MEMPHIS, Tenn. — The city painted a crosswalk and installed tennis-ball green signs, but the cars just kept on zooming through. But rather than wave a white flag, Sarah Newstok grabbed an orange one instead.
The Memphis mother of three zip-tied some recycled plastic shrubbery pots to the signposts on either side of McLean Boulevard and filled them with brightly colored traffic flags. On each bucket is a laminated sign: "Use a flag to help you cross."
And voila! She'd committed an act of "tactical urbanism."
The trend, which started out as a guerrilla movement but has increasingly gone mainstream across America and globally, can involve something as simple as the corrugated plastic speed limit signs going up around New York City or as large as a "pop-up 'hood" of rehabbed shipping containers to demonstrate the viability of a worn-out Salt Lake City neighborhood.

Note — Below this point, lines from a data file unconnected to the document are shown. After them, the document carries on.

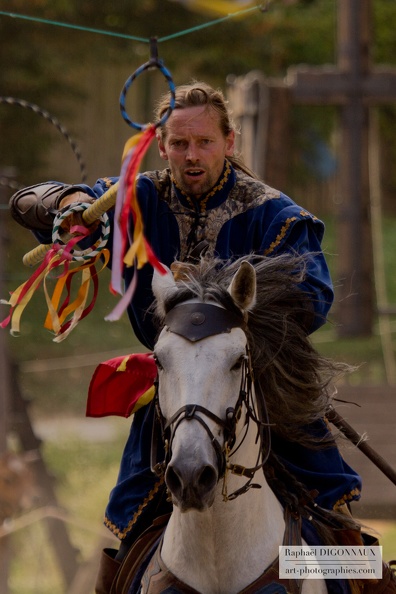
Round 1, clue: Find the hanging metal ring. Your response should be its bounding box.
[120,58,176,131]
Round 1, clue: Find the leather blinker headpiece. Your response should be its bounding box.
[165,303,246,342]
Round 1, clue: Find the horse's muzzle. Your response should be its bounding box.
[165,458,219,512]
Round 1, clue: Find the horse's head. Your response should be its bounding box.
[153,262,256,511]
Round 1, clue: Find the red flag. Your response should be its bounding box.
[86,353,157,417]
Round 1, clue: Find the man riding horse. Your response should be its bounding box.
[10,82,374,592]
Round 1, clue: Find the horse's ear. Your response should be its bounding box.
[228,261,256,310]
[151,264,176,309]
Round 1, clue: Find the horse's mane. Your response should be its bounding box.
[154,254,359,544]
[153,254,349,445]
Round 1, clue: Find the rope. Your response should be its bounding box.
[0,96,87,183]
[0,2,269,43]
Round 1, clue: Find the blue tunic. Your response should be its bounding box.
[36,161,361,540]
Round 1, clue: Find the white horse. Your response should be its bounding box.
[142,262,327,594]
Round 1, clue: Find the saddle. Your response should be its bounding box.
[95,514,396,594]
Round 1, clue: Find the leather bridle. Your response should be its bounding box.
[151,303,271,501]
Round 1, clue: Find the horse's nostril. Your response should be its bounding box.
[165,466,183,495]
[198,466,217,491]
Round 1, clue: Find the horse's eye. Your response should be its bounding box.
[154,355,163,371]
[231,355,245,371]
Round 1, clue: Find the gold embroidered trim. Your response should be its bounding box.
[333,487,360,510]
[171,159,231,212]
[300,210,318,221]
[264,217,297,256]
[104,477,165,540]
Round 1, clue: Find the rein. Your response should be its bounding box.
[151,303,271,501]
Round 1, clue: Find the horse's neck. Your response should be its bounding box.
[162,424,285,594]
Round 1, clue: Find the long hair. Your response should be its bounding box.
[153,254,350,445]
[155,254,360,544]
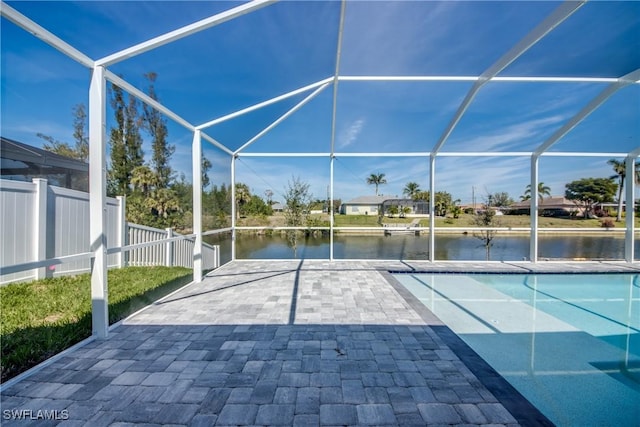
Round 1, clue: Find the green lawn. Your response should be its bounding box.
[0,267,192,382]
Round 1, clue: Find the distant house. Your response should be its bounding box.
[340,196,428,215]
[509,196,580,216]
[0,137,89,192]
[340,196,390,215]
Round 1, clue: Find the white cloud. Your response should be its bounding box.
[338,119,365,148]
[450,115,566,151]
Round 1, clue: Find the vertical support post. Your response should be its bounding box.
[429,154,436,262]
[89,66,109,338]
[32,178,51,280]
[191,129,202,282]
[116,196,127,268]
[327,155,335,261]
[529,154,540,263]
[231,155,236,261]
[164,227,173,267]
[624,156,636,262]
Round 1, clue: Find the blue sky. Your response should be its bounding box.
[0,1,640,207]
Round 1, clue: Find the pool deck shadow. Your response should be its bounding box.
[1,260,640,426]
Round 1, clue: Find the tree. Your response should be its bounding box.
[433,191,460,216]
[607,159,640,222]
[236,182,251,219]
[367,173,387,196]
[264,189,273,206]
[565,178,618,218]
[284,177,313,258]
[402,182,420,200]
[142,72,175,188]
[36,104,89,162]
[201,156,211,190]
[520,182,551,203]
[472,202,501,261]
[108,85,144,196]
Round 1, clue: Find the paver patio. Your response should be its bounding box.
[2,260,638,426]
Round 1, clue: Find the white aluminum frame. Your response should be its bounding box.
[0,0,640,338]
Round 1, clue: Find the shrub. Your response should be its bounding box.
[600,218,616,228]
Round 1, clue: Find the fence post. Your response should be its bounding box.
[164,227,173,267]
[116,196,127,268]
[32,178,51,279]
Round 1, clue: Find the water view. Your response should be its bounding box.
[208,234,640,262]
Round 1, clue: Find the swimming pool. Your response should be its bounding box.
[394,273,640,426]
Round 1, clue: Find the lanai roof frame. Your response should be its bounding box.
[0,0,640,337]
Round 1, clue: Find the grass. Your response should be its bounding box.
[0,267,192,382]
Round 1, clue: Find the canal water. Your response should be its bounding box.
[205,233,640,263]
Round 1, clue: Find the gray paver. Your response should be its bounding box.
[256,405,295,426]
[356,404,397,425]
[217,405,258,425]
[320,404,358,425]
[418,403,462,424]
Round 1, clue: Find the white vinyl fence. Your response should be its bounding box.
[0,179,219,284]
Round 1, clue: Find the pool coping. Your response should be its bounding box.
[380,270,555,427]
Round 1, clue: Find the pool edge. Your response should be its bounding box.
[380,271,555,427]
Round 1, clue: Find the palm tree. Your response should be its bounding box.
[520,182,551,203]
[607,159,640,222]
[236,183,251,219]
[367,173,387,196]
[402,182,420,200]
[131,166,158,197]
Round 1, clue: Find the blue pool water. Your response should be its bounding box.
[394,273,640,426]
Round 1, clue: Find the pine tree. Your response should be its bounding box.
[142,72,175,188]
[36,104,89,162]
[109,85,144,195]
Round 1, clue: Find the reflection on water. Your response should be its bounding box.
[205,233,640,263]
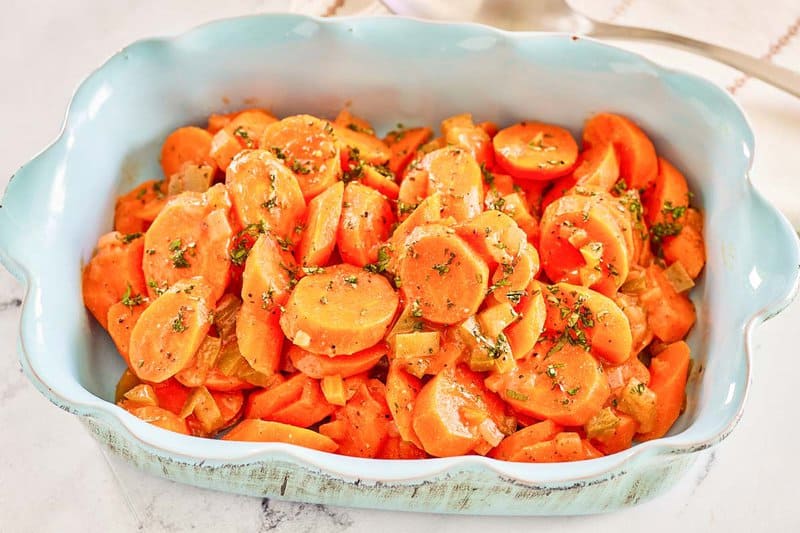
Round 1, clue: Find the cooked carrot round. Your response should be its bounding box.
[286,342,389,379]
[486,342,610,426]
[492,122,578,180]
[90,108,705,463]
[539,283,633,364]
[259,115,342,200]
[143,185,233,305]
[539,193,631,295]
[398,224,489,324]
[242,234,300,312]
[295,181,344,267]
[225,150,306,240]
[583,113,658,189]
[82,231,147,329]
[280,264,399,356]
[336,182,395,266]
[412,366,503,457]
[161,126,217,177]
[418,146,483,221]
[130,278,212,383]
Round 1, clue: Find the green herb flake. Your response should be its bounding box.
[121,283,144,307]
[117,232,144,244]
[506,389,528,402]
[303,266,325,276]
[233,126,255,148]
[172,307,188,333]
[364,245,391,274]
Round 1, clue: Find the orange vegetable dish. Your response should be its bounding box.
[83,109,705,462]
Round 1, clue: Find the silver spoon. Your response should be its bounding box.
[381,0,800,98]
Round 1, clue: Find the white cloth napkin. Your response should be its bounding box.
[329,0,800,227]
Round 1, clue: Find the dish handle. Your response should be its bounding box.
[749,191,800,322]
[0,143,62,282]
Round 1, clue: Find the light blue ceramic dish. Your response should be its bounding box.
[0,15,800,514]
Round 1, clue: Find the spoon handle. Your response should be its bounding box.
[587,22,800,98]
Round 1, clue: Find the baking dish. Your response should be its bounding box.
[0,15,800,514]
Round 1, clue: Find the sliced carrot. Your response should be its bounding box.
[386,362,422,448]
[333,126,391,165]
[386,194,442,272]
[270,379,336,427]
[225,150,306,240]
[481,171,524,205]
[539,193,632,295]
[280,264,399,356]
[287,342,389,379]
[505,283,547,359]
[236,304,283,375]
[336,182,395,266]
[604,357,650,397]
[478,120,500,137]
[412,365,503,457]
[590,413,639,455]
[130,405,189,435]
[583,113,658,189]
[82,231,147,329]
[639,341,691,440]
[244,374,316,419]
[142,185,233,305]
[540,283,633,364]
[398,224,489,324]
[241,234,300,317]
[418,146,483,221]
[295,182,344,267]
[354,165,400,200]
[319,378,391,458]
[642,157,689,226]
[259,115,342,200]
[486,343,610,426]
[442,113,494,166]
[114,180,167,234]
[489,420,563,461]
[222,420,338,452]
[384,127,433,176]
[572,144,619,191]
[210,109,278,170]
[130,277,212,383]
[175,335,222,387]
[640,264,697,343]
[492,122,578,180]
[397,163,428,221]
[490,244,539,305]
[455,210,528,266]
[161,126,217,177]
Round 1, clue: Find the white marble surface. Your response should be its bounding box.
[0,0,800,533]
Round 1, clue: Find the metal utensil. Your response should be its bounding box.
[381,0,800,97]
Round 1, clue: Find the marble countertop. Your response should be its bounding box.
[0,0,800,533]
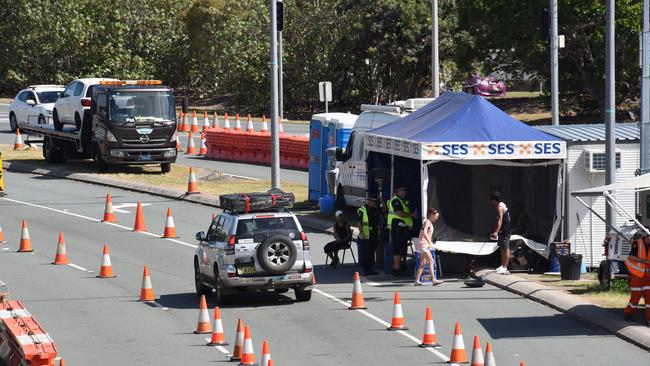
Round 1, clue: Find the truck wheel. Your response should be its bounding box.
[160,163,172,174]
[52,109,63,131]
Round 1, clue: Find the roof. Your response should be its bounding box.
[535,123,639,142]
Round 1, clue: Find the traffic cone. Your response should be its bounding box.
[348,272,367,310]
[230,319,244,361]
[261,339,271,366]
[197,132,208,156]
[97,244,116,278]
[388,291,408,330]
[18,220,34,253]
[201,112,210,131]
[208,306,228,346]
[448,322,467,363]
[185,131,196,155]
[470,336,485,366]
[260,115,269,133]
[190,111,199,132]
[246,113,255,132]
[419,306,442,348]
[485,342,497,366]
[194,295,212,334]
[14,128,25,150]
[102,193,117,222]
[223,113,230,131]
[140,266,156,302]
[185,165,201,194]
[133,201,147,231]
[239,325,257,366]
[52,232,70,264]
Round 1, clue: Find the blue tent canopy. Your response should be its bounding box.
[365,93,566,160]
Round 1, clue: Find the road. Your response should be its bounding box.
[0,104,309,185]
[0,172,650,366]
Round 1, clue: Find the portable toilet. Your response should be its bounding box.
[308,113,359,202]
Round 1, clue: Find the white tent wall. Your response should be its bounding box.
[565,142,639,267]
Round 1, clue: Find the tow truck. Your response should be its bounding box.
[19,80,176,173]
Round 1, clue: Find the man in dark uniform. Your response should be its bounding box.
[357,197,381,276]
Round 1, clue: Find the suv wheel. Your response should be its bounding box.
[257,235,298,274]
[194,258,212,297]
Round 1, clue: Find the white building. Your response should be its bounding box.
[536,123,639,267]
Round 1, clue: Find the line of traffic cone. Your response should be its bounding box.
[140,266,156,302]
[102,193,117,222]
[185,165,201,194]
[97,244,117,278]
[348,272,368,310]
[18,220,34,253]
[388,291,408,330]
[133,201,147,232]
[14,128,25,150]
[208,306,228,346]
[194,295,212,334]
[52,232,70,265]
[185,131,196,155]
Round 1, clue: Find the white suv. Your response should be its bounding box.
[52,78,117,131]
[9,85,63,131]
[194,210,313,304]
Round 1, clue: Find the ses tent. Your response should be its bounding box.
[364,93,566,254]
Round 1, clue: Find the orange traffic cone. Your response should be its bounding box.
[133,201,147,231]
[162,208,178,238]
[185,165,201,194]
[348,272,367,310]
[261,339,271,366]
[14,128,25,150]
[97,244,116,278]
[448,322,467,363]
[194,295,212,334]
[485,342,497,366]
[102,193,117,222]
[239,325,257,366]
[235,113,241,131]
[260,115,269,133]
[201,112,210,131]
[388,291,408,330]
[140,266,156,302]
[246,113,255,132]
[197,132,208,156]
[190,111,199,132]
[470,336,485,366]
[230,319,244,361]
[223,113,230,131]
[212,112,219,130]
[419,306,442,348]
[52,232,70,264]
[185,131,196,155]
[18,220,34,252]
[208,306,228,346]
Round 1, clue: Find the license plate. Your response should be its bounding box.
[237,263,257,275]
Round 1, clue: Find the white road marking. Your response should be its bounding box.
[0,197,198,248]
[312,288,449,362]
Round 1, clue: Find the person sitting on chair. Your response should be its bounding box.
[324,210,352,267]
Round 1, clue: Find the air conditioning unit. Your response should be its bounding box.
[584,150,621,174]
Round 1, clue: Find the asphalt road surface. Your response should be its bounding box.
[0,172,650,366]
[0,104,309,185]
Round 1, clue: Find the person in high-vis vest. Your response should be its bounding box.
[357,197,381,276]
[623,236,650,325]
[386,187,417,276]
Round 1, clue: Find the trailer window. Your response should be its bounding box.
[108,90,175,122]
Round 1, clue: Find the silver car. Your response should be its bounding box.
[194,210,313,304]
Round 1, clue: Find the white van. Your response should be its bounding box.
[327,98,433,207]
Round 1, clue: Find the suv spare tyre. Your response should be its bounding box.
[257,235,298,274]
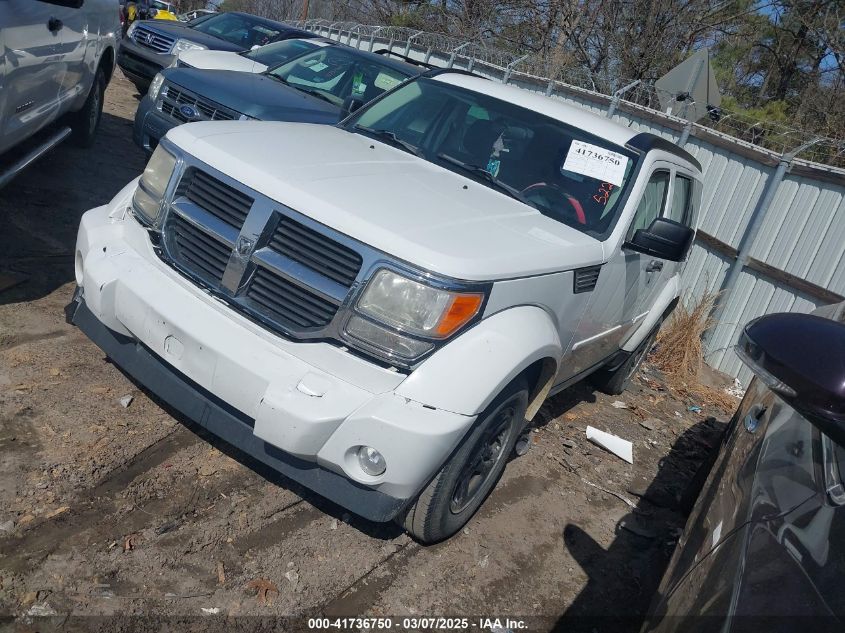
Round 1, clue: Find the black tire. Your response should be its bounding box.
[68,68,106,147]
[590,320,662,396]
[401,378,528,543]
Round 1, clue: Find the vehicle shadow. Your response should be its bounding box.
[554,418,727,633]
[0,112,146,305]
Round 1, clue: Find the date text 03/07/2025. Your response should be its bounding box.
[308,616,527,633]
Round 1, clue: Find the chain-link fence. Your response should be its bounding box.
[290,20,845,168]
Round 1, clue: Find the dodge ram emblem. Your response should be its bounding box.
[179,105,200,121]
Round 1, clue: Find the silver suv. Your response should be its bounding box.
[0,0,120,186]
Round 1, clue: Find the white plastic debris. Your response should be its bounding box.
[26,602,56,618]
[725,378,745,400]
[587,426,634,464]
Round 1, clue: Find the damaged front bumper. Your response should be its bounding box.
[69,186,475,521]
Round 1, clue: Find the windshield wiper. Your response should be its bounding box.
[261,70,290,86]
[437,154,538,209]
[352,125,423,158]
[290,84,336,105]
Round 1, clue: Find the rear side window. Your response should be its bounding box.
[628,171,669,238]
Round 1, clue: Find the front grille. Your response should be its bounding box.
[246,267,338,330]
[163,165,374,339]
[165,213,232,285]
[270,217,361,288]
[132,24,176,53]
[176,167,249,231]
[158,84,240,123]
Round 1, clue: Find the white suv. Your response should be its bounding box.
[70,71,701,542]
[0,0,120,186]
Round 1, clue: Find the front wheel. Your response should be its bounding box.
[68,68,106,147]
[402,379,528,543]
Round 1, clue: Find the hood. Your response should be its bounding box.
[139,20,244,51]
[164,68,340,123]
[174,51,260,73]
[168,121,603,281]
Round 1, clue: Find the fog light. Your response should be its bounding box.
[358,446,387,477]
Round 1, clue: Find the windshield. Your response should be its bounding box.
[193,13,281,49]
[267,46,414,106]
[347,78,636,239]
[247,40,324,66]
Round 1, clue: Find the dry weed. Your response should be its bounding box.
[649,291,737,413]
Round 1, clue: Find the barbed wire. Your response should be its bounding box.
[288,20,845,168]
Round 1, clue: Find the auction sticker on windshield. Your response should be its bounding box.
[560,139,628,187]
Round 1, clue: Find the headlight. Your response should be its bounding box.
[147,73,164,101]
[132,145,176,224]
[170,40,208,55]
[357,268,484,338]
[345,268,484,364]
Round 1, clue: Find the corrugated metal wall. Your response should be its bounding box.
[314,27,845,384]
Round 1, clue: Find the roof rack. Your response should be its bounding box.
[373,48,437,70]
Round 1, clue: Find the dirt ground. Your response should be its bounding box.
[0,70,727,631]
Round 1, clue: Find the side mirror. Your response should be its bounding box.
[735,313,845,444]
[623,218,695,262]
[340,97,364,119]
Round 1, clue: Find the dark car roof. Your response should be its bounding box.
[221,11,317,38]
[266,45,426,75]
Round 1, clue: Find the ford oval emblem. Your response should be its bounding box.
[179,105,200,121]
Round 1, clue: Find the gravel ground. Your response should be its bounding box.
[0,69,726,631]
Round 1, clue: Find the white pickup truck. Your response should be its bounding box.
[0,0,120,187]
[69,70,701,542]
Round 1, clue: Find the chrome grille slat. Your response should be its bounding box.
[253,248,349,304]
[168,215,230,283]
[246,268,337,328]
[269,217,361,286]
[177,169,254,231]
[132,24,176,53]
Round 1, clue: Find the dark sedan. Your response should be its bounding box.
[117,12,316,94]
[133,43,426,152]
[643,303,845,633]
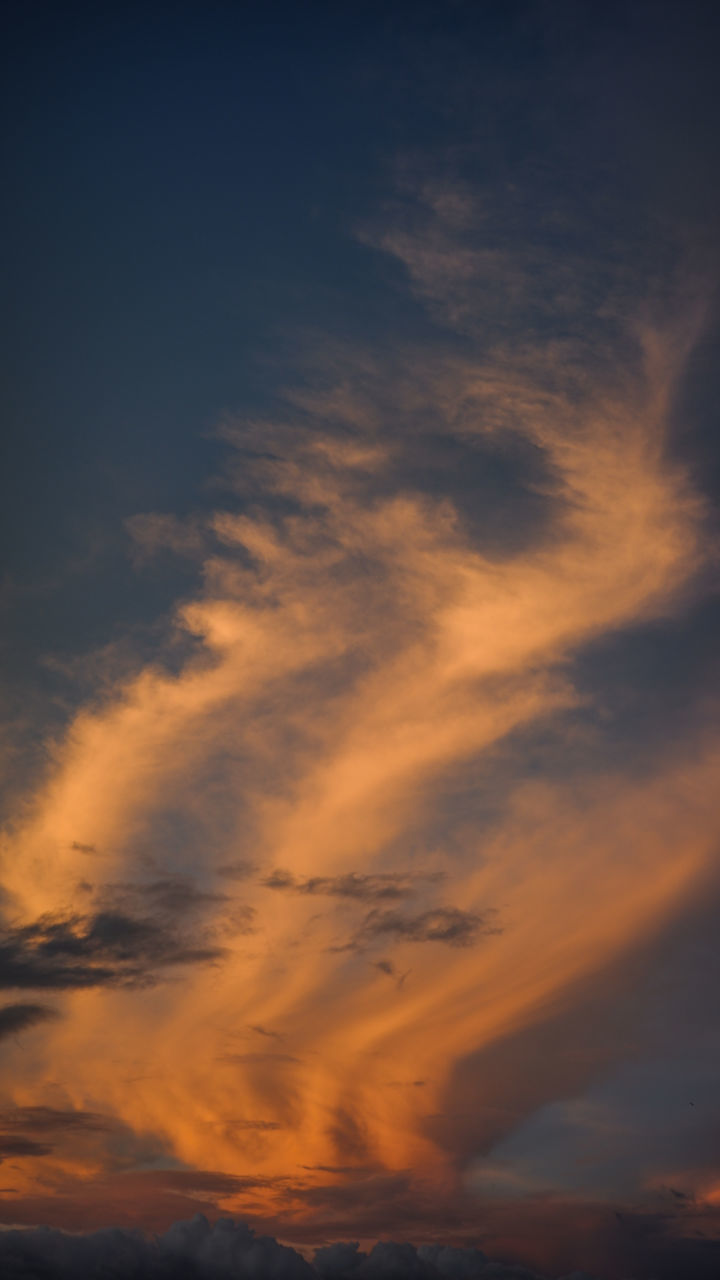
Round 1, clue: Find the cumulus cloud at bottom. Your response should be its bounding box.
[0,1213,592,1280]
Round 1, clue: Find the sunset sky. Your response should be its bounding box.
[0,0,720,1280]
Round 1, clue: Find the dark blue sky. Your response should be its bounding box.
[0,0,720,1280]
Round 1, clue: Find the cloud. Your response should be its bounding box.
[338,906,501,957]
[0,911,222,988]
[0,1215,594,1280]
[263,870,442,902]
[0,1005,58,1039]
[0,1106,111,1134]
[0,160,720,1270]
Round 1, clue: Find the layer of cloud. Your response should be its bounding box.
[0,1215,594,1280]
[0,911,222,988]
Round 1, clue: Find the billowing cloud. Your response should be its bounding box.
[0,1215,594,1280]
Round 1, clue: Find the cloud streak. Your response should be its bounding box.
[0,160,720,1277]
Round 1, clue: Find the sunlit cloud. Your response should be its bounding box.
[0,170,720,1269]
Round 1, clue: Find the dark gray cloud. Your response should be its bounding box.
[0,1107,118,1134]
[263,869,442,902]
[0,1005,58,1039]
[0,910,222,993]
[333,906,501,957]
[0,1213,589,1280]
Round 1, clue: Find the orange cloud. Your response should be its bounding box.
[0,194,719,1233]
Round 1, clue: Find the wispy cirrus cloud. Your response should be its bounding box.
[0,160,720,1259]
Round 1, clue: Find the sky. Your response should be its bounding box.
[0,0,720,1280]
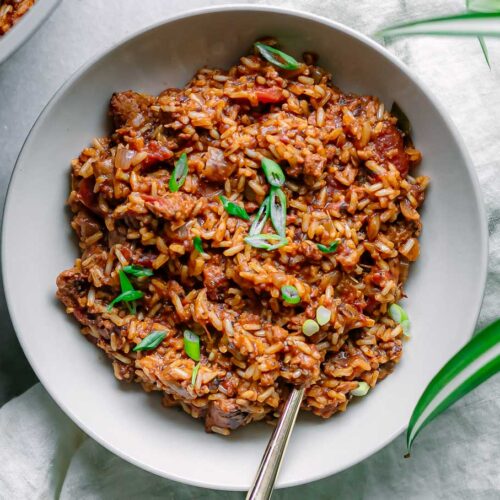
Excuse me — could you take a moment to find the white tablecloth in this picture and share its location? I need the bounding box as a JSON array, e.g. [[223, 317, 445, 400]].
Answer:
[[0, 0, 500, 500]]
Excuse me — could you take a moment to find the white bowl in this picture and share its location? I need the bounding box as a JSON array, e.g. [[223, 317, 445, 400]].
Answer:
[[0, 0, 61, 64], [2, 6, 487, 490]]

The main criteria for an act of tactical urbanism are that it be simple, relatively inexpensive and quick, says urban planner Mike Lydon.
"Tactical urbanism is the use of short-term or temporary projects to test out or to demonstrate the possibility for long-term change," says Lydon, a principal with the New York City-based Street Plans Collaborative, who takes credit for coining the phrase several years ago.
Adds Newstok, who works for the group Livable Memphis: "We have to at some point take it upon ourselves to do the types of little projects to make our neighborhoods better, on our own. No one's going to do it for us."
Lydon, whose company has published two free online manuals and is in the process of publishing a book on the movement, notes that increasingly "tactical urbanism is being adopted and enabled by cities or developers or nonprofit organizations, and so more frequently it's becoming a sanctioned movement."